El maestro de sastrería a menudo se ausentaba para enseñar género y tomar medidas a su fiel clientela de los pueblos aledaños a Castronuño. Tarea que le solía ocupar todo el día, pues antiguamente las transacciones de negocios conllevaban en el protocolo una buena charla al lado de alguna vianda y del consabido chato de vino, cosechado normalmente por el cliente en particular o algún paisano de confianza.

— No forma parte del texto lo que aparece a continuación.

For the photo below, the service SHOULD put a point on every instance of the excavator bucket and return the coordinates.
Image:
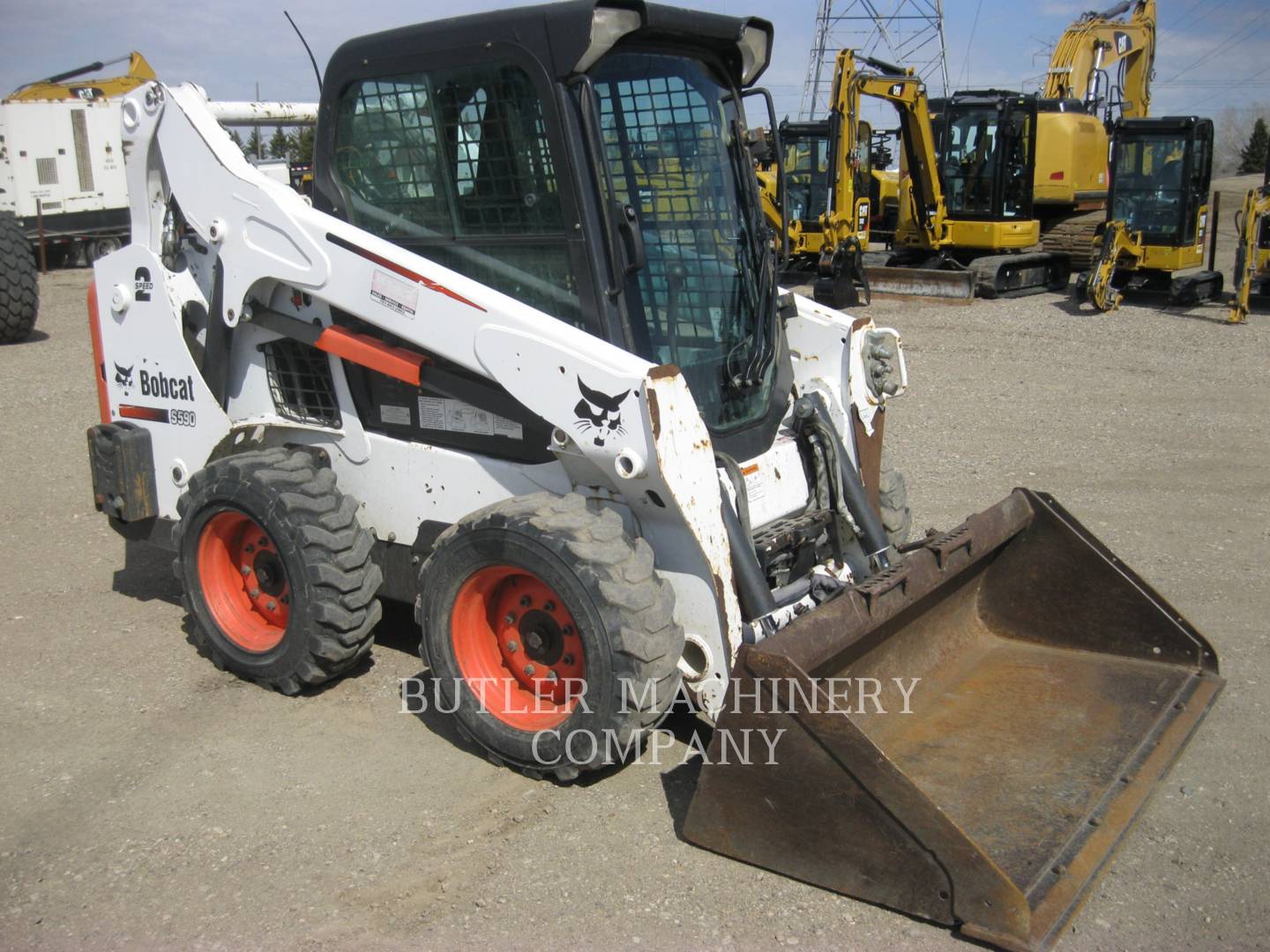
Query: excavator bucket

Aquellos vinos  de elaboración artesanal cuyos grados, a falta de un vinómetro, sólo  se detectaban por la mayor o menor rapidez en subirse a la cabeza. Vinos  espesos y, más que tintos, negros, que teñían las bocas de los vasos y los labios de quiénes los degustaban. Vamos que gracias a que no había entonces controles de alcoholemia…  Se hubieran ahorrado el alcoholímetro o, inevitablemente, lo hubieran manchado al soplar. Los labios del conductor  ya demostrarían  cierta tasa de alcohol en vena por el imborrable rastro azulado que el líquido elemento imprimiera en ellos.

En alguna que otra ocasión, tal era la complaciente actitud del sastre ante sus parroquianos, sólo le daba tiempo a la parte social de su cometido. El cliente en cuestión, en obligado cumplimiento, le acompañaba a visitar diferentes bodegas del pueblo para  demostrarle la gran cosecha del año en curso y la habilidad en la crianza de los caldos de sus  propietarios amigos. Y era al segundo o al tercer envite cuando podría obtener algún encargo y vender algún traje de alpaca para las fiestas, algún paño de abrigo de Béjar o algún pantalón de Mahón, aquel algodón ordinario teñido en índigo, tan resistente para las faenas del campo.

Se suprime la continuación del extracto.